Tentu dalam perjalanan hidup
kita, akan selalu ada dosa yang kita lakukan. Mungin juga, akan ada makin
banyak perbuatan dosa yang tersingkap sejalan dengan pertumbuhan rohani kita.
Artinya, apa yang dulunya kita sangka bukan dosa atau hanya hal sepele (mis.
Mengumpat, menjelajah situs porno, merokok, dsb.), kemudian kita disadarkan
lewat renungan atau khotbah, bahwa itupun tidak disukai Tuhan, alias dosa. Jika
sudah demikian, yang perlu kita lakukan bukanlah menyembunyikan dosa itu atau
mencari pengkhotbah lain yang perkataannya lebih sedap didengar, melainkan
membuka diri di hadapan Tuhan, mengakuinya, dan meminta pertolongan-Nya untuk
melepaskan diri dari tabiat dosa itu. Kecuali Yesus, tidak ada satu manusiapun
yang sempurna di dunia ini, dan Dia, Sang Arsitek Jiwa (meminjam ungkapan pak
Stephen Tong), tahu itu. Itulah sebabnya, kita tak perlu berlagak sempurna di
hadapan Tuhan, juga tak perlu takut menampakkan ketidaksempurnaan kita.

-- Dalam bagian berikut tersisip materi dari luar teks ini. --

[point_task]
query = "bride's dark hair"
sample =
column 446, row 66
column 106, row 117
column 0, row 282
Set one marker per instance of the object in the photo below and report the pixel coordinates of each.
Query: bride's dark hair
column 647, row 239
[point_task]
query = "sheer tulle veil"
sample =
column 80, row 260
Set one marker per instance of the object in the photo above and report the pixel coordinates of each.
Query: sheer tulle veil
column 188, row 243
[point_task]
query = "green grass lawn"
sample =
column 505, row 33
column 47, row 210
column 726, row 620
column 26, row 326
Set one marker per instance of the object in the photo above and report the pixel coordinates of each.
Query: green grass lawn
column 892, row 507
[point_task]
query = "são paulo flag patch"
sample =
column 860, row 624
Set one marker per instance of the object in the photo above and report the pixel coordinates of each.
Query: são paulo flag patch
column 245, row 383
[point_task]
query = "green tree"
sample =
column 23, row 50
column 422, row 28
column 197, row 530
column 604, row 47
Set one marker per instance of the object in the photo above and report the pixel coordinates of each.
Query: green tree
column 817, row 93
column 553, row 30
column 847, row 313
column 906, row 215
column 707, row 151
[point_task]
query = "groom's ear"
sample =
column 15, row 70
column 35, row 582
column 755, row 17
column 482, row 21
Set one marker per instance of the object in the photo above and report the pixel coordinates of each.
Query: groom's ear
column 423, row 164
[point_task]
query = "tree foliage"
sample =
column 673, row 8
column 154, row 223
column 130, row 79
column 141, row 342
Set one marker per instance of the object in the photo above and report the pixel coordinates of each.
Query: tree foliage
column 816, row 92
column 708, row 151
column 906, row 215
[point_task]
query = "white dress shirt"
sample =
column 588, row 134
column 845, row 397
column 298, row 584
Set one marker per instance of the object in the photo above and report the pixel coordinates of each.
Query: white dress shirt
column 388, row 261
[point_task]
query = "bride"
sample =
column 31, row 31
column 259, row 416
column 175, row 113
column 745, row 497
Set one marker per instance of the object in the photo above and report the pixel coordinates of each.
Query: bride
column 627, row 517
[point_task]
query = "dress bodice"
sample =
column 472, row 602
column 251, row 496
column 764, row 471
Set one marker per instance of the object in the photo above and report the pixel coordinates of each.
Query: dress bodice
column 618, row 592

Tak hanya di hadapan Tuhan, kita
juga tak perlu berlagak sempurna di hadapan jemaat-Nya. Saya selalu berpikir
bahwa gereja atau persekutuan Kristiani bukanlah perkumpulan orang-orang suci,
melainkan perkumpulan orang-orang berdosa yang disucikan oleh darah Kristus.
Kita bukan perkumpulan orang-orang kudus, tapi perkumpulan para pendosa besar
yang dikuduskan lewat Firman-Nya. Kita tak perlu takut menunjukkan
ketidaksempurnaan kita. Tentu saja, kita juga harus menunjukkan kesungguhan
untuk menjadi anak-anak Tuhan yang lebih baik. Kita harus belajar untuk
bertanggung jawab, bukan lagi mengambil sikap kekanakan dan merasionalisasi
dosa/kejahatan kita. Saya suka dengan perkataan DR. Larry Crab dalam bukunya,
“Konseling yang Efektif dan Alkitabiah,” mengenai kemunafikan. Lebih baik
munafik terhadap diri sendiri daripada munafik terhadap firman Tuhan. Orang
Kristen seharusnya menjadi orang-orang yang munafik—yang menyangkal—terhadap
dirinya sendiri, demi menghidupi firman Tuhan.
Selamat menapaki hari-hari di
tahun 2012 ini. Biarlah kiranya hidup kita menjadi hidup yang senantiasa
berkenan di hadapan Tuhan, hidup yang kudus, hidup yang lurus, dan hidup yang
benar. Tuhan memberkati kita semua. Amin.